Der Verdacht klingt wahnsinnig, aber wir reden ja seit dem Angriff auf das Kapitol in Washington, ausgelöst durch den Einpeitscher Donald Trump im Weißen Haus, von der Tat von Wahnsinnigen. „Wären es Schwarze gewesen, hätte es deutlich mehr Opfer gegeben“, macht Ty Hobson-Powell, der für „Black Lives Matter“ auf die Straße ging, seinem Ärger, seiner Empörung über die während des Staatsstreichs kaum vorhandene Polizei Luft. In einem Interview mit „zeit.de“ äußert Hobson-Powell den Verdacht, der Anschlag und das merkwürdige Fernbleiben vieler Polizisten zeige, dass Weiße anders behandelt würden als Schwarze. Der Mann, der gegen Rassismus und Polizeigewalt kämpft, erinnert sich gut daran, als Donald Trump im Juni 2020 die Nationalgarde schickte, als er mit „Black Lives Matter“ vor dem Weißen Haus demonstrierte und mit Gummigeschossen und Tränengas beschossen wurde. Der Präsident, mit einer Bibel in der Hand, wollte sich den Weg quasi freischießen lassen, weil er einen Fototermin vor einer Kirche wahrnehmen wollte. Rassismus in den USA, er ist latent vorhanden, das mit dem „Melting Pot of People“, dem Schmelztiegel in den USA, bestehend aus Menschen aus aller Welt, das gibt es, aber was es nicht gibt, ist das gleiche Recht für alle. Martin Luther King hatte damals den Traum, der aber in Wirklichkeit nie erfüllt wurde, auch wenn mit Barack Obama erstmals ein Schwarzer Präsident der Vereinigten Staaten geworden war.

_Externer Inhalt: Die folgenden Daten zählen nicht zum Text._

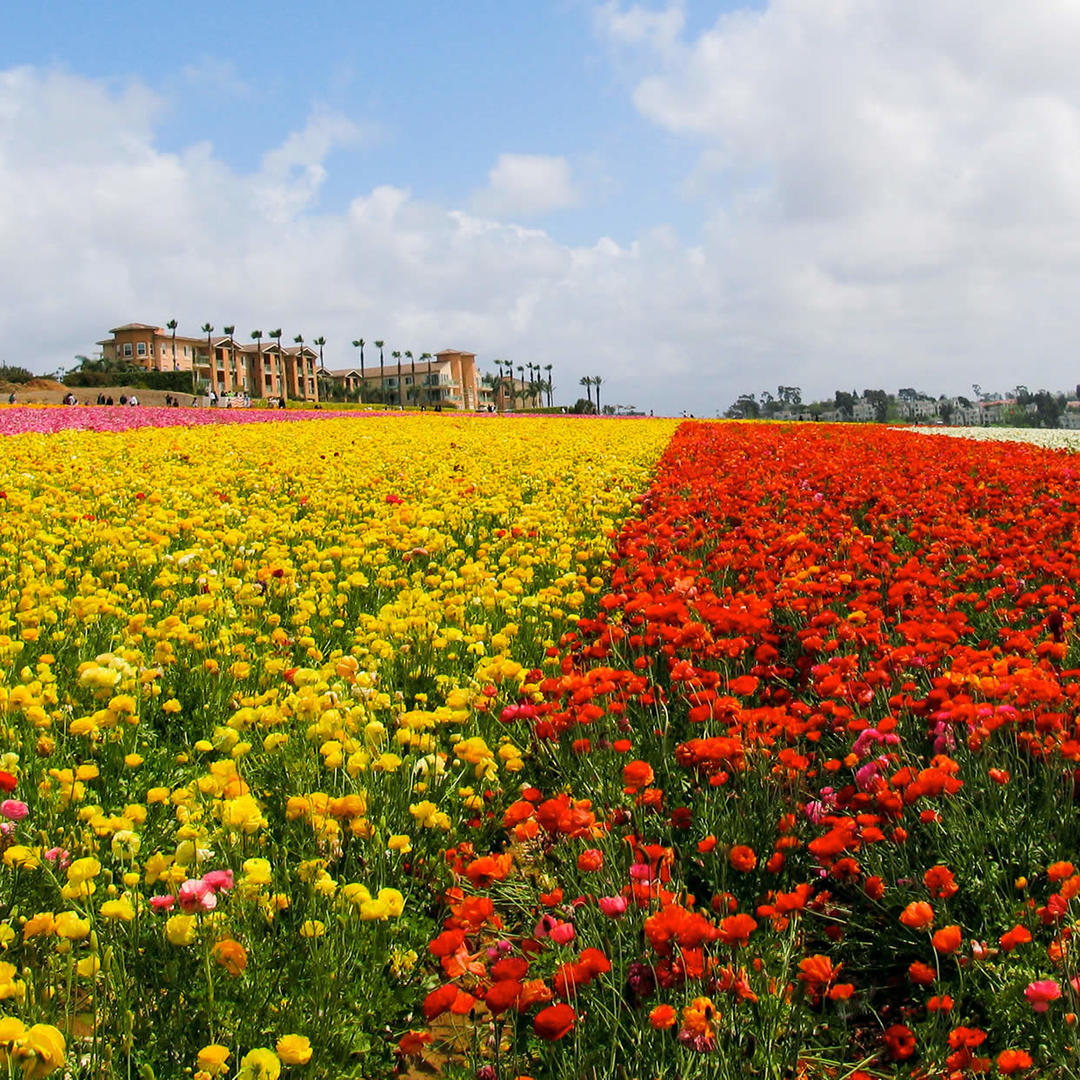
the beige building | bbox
[319,349,481,409]
[97,323,319,402]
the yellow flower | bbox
[274,1035,311,1065]
[221,795,267,836]
[102,896,135,922]
[10,1024,67,1080]
[211,937,247,975]
[53,912,90,942]
[165,915,199,945]
[23,912,55,942]
[237,1047,281,1080]
[197,1042,229,1077]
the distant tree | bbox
[835,390,855,420]
[165,319,179,372]
[863,390,889,423]
[724,394,761,420]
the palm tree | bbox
[198,323,214,399]
[267,326,288,399]
[390,349,405,408]
[352,338,367,402]
[293,334,304,396]
[252,330,267,397]
[165,319,179,372]
[221,326,235,390]
[311,334,326,401]
[405,349,419,401]
[375,341,387,405]
[414,352,431,402]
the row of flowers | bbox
[410,424,1080,1078]
[0,410,674,1080]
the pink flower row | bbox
[0,405,395,435]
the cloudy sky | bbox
[0,0,1080,416]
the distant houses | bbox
[97,323,319,402]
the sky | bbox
[6,0,1080,416]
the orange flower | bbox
[931,927,963,955]
[998,923,1031,953]
[922,866,960,900]
[211,937,247,975]
[649,1005,676,1031]
[900,900,934,930]
[728,843,757,874]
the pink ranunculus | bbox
[0,799,30,821]
[179,878,217,912]
[203,870,234,892]
[596,896,626,919]
[1024,978,1062,1012]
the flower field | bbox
[6,410,1080,1080]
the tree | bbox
[252,330,266,397]
[390,349,405,408]
[352,338,367,401]
[200,323,214,401]
[375,341,387,405]
[413,352,438,402]
[725,394,761,420]
[267,326,288,399]
[221,326,235,393]
[165,319,179,372]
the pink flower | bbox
[1024,978,1062,1012]
[596,896,626,919]
[45,848,71,870]
[179,878,217,912]
[0,799,30,821]
[203,870,233,892]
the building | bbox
[97,323,319,402]
[319,349,482,409]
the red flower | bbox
[900,900,934,930]
[998,1050,1034,1077]
[881,1024,915,1062]
[931,927,963,955]
[532,1001,578,1042]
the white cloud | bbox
[14,0,1080,415]
[597,0,1080,390]
[472,153,580,217]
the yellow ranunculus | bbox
[274,1035,311,1065]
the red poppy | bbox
[532,1001,578,1042]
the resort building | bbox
[97,323,319,402]
[319,349,482,409]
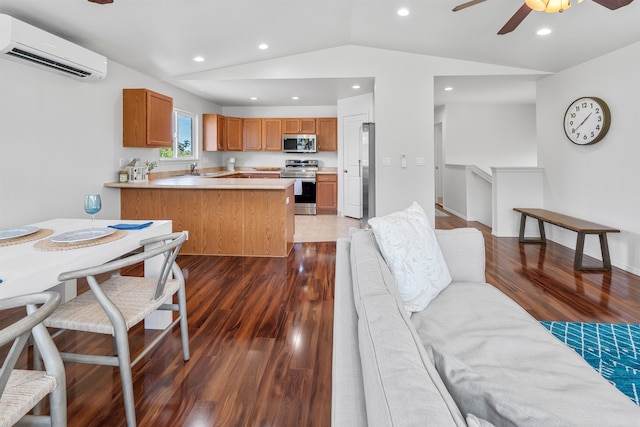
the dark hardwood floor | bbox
[0,209,640,427]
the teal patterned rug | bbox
[540,322,640,405]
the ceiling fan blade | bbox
[451,0,487,12]
[593,0,633,10]
[498,3,531,35]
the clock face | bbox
[564,97,611,145]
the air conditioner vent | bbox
[0,13,107,82]
[7,47,91,77]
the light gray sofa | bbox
[332,228,640,427]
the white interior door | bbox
[433,123,444,204]
[342,113,369,219]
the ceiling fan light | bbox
[525,0,549,12]
[544,0,571,13]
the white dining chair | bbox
[0,292,67,427]
[45,233,189,427]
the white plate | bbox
[0,225,40,240]
[51,228,116,243]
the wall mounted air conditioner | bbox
[0,14,107,82]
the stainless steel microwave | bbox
[282,134,318,153]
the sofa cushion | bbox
[350,230,400,311]
[350,230,466,426]
[358,294,466,427]
[369,202,451,312]
[411,282,640,426]
[433,348,573,427]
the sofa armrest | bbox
[331,238,367,427]
[435,228,485,282]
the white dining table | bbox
[0,218,172,329]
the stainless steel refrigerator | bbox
[360,123,376,228]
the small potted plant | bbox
[144,160,158,181]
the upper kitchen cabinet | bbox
[202,114,225,151]
[282,118,316,134]
[224,117,244,151]
[262,119,282,151]
[316,117,338,151]
[242,119,262,151]
[122,89,173,148]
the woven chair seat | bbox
[0,369,57,427]
[44,276,180,335]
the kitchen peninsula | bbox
[104,173,295,257]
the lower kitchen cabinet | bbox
[120,185,295,257]
[316,173,338,215]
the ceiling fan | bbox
[453,0,633,35]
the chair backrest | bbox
[0,292,60,396]
[58,232,187,300]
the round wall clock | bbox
[564,96,611,145]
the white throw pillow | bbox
[369,202,451,312]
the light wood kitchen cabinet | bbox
[316,117,338,151]
[224,117,243,151]
[202,114,225,151]
[282,118,316,134]
[262,119,282,151]
[316,173,338,215]
[122,89,173,148]
[120,185,295,257]
[242,119,263,151]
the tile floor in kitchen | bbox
[293,215,360,242]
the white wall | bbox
[437,103,538,173]
[0,60,220,228]
[537,43,640,274]
[177,45,536,220]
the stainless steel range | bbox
[280,159,318,215]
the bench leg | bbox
[518,214,547,243]
[573,233,611,271]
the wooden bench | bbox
[513,208,620,271]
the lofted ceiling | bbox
[0,0,640,106]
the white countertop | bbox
[104,176,295,190]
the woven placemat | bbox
[34,230,127,251]
[0,228,53,247]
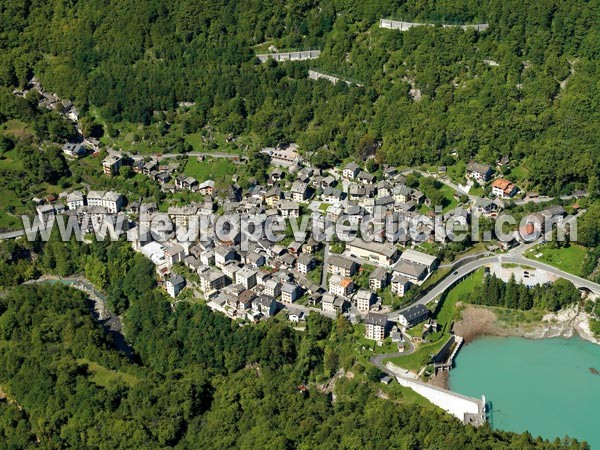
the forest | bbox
[0,0,600,194]
[0,276,589,450]
[466,275,581,311]
[0,235,588,450]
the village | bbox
[28,135,566,350]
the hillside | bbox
[0,0,600,194]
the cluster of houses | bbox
[32,146,564,341]
[13,77,79,122]
[466,157,519,200]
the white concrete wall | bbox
[397,377,479,421]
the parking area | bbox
[490,263,557,286]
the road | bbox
[388,254,600,322]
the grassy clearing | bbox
[0,119,33,138]
[183,157,236,186]
[0,149,23,170]
[389,339,446,372]
[526,244,587,276]
[508,166,529,184]
[77,358,138,387]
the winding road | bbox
[388,253,600,322]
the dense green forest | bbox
[466,275,581,311]
[0,285,586,450]
[0,0,600,193]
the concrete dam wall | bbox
[396,376,486,426]
[256,50,321,62]
[379,19,489,31]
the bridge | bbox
[308,70,363,87]
[379,19,489,31]
[388,254,600,322]
[256,50,321,62]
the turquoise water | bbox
[450,337,600,449]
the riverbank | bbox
[454,305,600,345]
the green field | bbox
[183,157,236,186]
[0,119,33,138]
[77,358,138,387]
[0,149,23,170]
[526,244,587,276]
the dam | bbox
[396,375,487,427]
[379,19,489,31]
[256,50,321,62]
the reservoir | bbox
[449,337,600,449]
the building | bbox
[278,200,300,217]
[400,250,438,273]
[467,161,493,184]
[252,294,277,317]
[329,275,354,297]
[165,244,185,267]
[342,162,360,180]
[102,191,124,214]
[327,255,358,277]
[392,273,410,297]
[165,275,185,298]
[281,283,302,303]
[346,238,398,267]
[392,260,428,283]
[102,154,123,176]
[291,181,308,202]
[67,191,85,209]
[321,294,346,314]
[235,267,257,289]
[398,305,430,328]
[215,245,236,269]
[87,191,124,214]
[200,269,228,293]
[492,178,518,199]
[263,278,281,298]
[369,267,390,292]
[365,313,388,342]
[296,253,315,275]
[36,205,56,224]
[354,289,375,312]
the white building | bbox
[67,191,85,209]
[365,313,388,342]
[354,289,375,312]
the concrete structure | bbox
[379,19,489,31]
[308,70,362,87]
[354,289,375,312]
[102,155,123,176]
[67,191,85,209]
[396,376,486,426]
[365,313,388,341]
[327,255,358,277]
[329,275,354,297]
[398,305,430,328]
[492,178,518,199]
[346,238,398,267]
[165,275,185,298]
[281,283,301,303]
[256,50,321,62]
[392,274,410,297]
[400,250,438,273]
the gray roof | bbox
[400,305,430,322]
[329,255,356,270]
[394,260,427,278]
[365,313,387,327]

Sie wollten im letzten Sommer für ihre Grundrechte demonstrieren, erläutert Hobson.Powell die Motive ihres Protestes. Dieses Grundrecht ist verbrieft in der Verfassung der USA. „Wenn ich das jetzt gegenüberstelle,“ so Hobson-Powell im Interview weiter, „wie die Polizei auf meine Kolleginnen und Kollegen reagiert hat und wie auf eine Truppe weißer Trump-Anhänger, die ohne Maske das Kapitol stürmen, während der Senat tagte, ist das sehr frustrierend.“ Und der Mann von „Black Lives Matter“ setzt noch einen drauf: „Ich bin überzeugt: Wären das am Mittwoch Schwarze Menschen gewesen, hätte es deutlich mehr Opfer und Festnahmen gegeben. Sie hätten es wahrscheinlich gar nicht erst bis ins Gebäude geschafft. Schwarze Menschen werden noch immer ganz anders von der Polizei kontrolliert und behandelt als weiße. Das ist am Mittwoch wieder deutlich geworden.“
Selfies von Polizisten mit Trump-Anhängern
Dass etwas passieren würde, war vielen Journalisten in Washington ebenso klar wie es Politikern klar sein musste, weil Trump den Mob entsprechend mit seinen Lügen über den Wahlbetrug versorgt und sie in seinem Sinne aufgeputscht hatte. Der Präsident hatte nicht, wie es seine Aufgabe gewesen wäre, die Leute zu beruhigen versucht, er hatte die Proteste hochgeschaukelt und auf Twitter für sie geworben. Der Angriff auf das Kapitol kam also nicht überraschend, und dennoch waren von den sonst 2000 Einsatzkräften am Kapitol nur einige wenige am Ort, den zu schützen ihre Aufgabe ist. Und Beobachter wollen gesehen haben, dass diese wenigen Polizisten sogar teils den Weg freigemacht hätten für die teils rechtsextremen und gewaltbereiten Trump-Anhänger, die sogar Selfies mit den Polizisten gemacht hätten, so Hobson-Powell zu „zeit.de“.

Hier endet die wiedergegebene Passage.